In the center, near the largest of the garden's many fountains, Norbanus found the Lady Tamar, attended by her women. There were other men and women of the household lounging about the garden, but Tamar had seized this particularly attractive spot as her own and she held it against the other women. Norbanus suspected that a variety of Forum politics prevailed within the palace, with alliances, power blocs, and perhaps the occasional judicious assassination to determine rank and preeminence.

Tamar's clothing left little visible save her face and hands. Even her hair was covered by a veil. The voluminous gown that draped her body fell in graceful folds that revealed little of the shape beneath, yet she possessed the art of making even this over-modest attire subtly provocative.

"Good afternoon, General." At her gesture, servants brought a chair for Norbanus. With studied art he sat, sweeping his cloak to drape over the chair's arms in graceful folds. He opened a hand without looking and a slave placed a fine goblet in his grasp.

"Will you be marching against Manasseh soon?" she asked.

"I would prefer more time to organize and train," he told her. "Otherwise, your nephew's army and mine cannot act with cohesion."

"My nephew's army," she said, "had better cohere, and quickly, because my other nephew's army is on its way."

Norbanus cut a calculating look at her. "You've had word?"

"I have my sources." She favored him with a bland smile.

"What else have your sources told you?"

"That Manasseh has been assembling his army near Megiddo. That he has requested help from Parthia."

"Has such help arrived?" This was astounding. Unless the woman was weaving her story from whole cloth, she had spies within Manasseh's court, and couriers to keep her in contact with them.

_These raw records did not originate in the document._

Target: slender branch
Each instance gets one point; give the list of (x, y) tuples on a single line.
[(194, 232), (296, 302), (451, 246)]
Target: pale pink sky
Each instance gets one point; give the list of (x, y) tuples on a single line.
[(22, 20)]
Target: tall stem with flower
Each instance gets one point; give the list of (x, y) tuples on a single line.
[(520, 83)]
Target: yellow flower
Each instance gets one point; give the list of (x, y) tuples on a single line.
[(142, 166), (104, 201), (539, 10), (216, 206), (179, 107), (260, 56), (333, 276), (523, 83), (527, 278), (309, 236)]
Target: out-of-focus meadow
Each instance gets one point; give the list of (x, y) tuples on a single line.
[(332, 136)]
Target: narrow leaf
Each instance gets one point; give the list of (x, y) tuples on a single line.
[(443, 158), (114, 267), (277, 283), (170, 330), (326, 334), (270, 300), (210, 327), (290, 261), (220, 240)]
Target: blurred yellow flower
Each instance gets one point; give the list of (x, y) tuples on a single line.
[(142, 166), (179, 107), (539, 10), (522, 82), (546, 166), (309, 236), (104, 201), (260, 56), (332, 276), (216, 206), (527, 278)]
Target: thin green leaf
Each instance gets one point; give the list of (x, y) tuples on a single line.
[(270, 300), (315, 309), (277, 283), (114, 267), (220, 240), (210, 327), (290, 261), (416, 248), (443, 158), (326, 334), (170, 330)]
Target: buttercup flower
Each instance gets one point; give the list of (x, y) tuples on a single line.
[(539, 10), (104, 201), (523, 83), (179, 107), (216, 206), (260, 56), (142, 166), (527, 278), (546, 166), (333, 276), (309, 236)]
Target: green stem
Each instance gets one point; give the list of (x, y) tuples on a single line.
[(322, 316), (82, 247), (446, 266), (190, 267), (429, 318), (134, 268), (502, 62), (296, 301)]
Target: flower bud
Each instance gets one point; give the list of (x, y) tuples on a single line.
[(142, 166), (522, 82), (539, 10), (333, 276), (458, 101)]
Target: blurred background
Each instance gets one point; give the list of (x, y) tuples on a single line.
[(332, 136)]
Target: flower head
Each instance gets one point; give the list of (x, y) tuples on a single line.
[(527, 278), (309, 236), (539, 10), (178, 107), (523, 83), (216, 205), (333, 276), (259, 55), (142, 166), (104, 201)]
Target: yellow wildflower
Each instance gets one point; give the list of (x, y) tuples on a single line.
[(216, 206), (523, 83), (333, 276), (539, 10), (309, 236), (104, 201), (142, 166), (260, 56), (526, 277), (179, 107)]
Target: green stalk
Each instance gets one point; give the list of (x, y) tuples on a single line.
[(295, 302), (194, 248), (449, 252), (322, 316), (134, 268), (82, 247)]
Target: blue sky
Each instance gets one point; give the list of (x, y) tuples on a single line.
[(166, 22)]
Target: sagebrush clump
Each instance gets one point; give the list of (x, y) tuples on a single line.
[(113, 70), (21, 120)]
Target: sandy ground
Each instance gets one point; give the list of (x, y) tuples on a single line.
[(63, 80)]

She smiled again. "There has hardly been time for that. Manasseh is headstrong and has already begun moving his army south. But I think you had better move rather quickly now. Parthians ride much faster than our own soldiers march, so he could have his reinforcements by the time he joins battle with you."

"Roman soldiers march faster than most ride," he assured her, but inwardly he was not so sanguine. This Manasseh was clearly a man of quick decision. "It's a risky thing, asking for Parthian assistance. Once the king has his soldiers inside Manasseh's land, he may want to keep them there."

"This is something we needn't fear from you Romans?" She smiled as she said it but he felt the sting, as was intended.

"We are most meticulous in observing our treaty obligations," he said.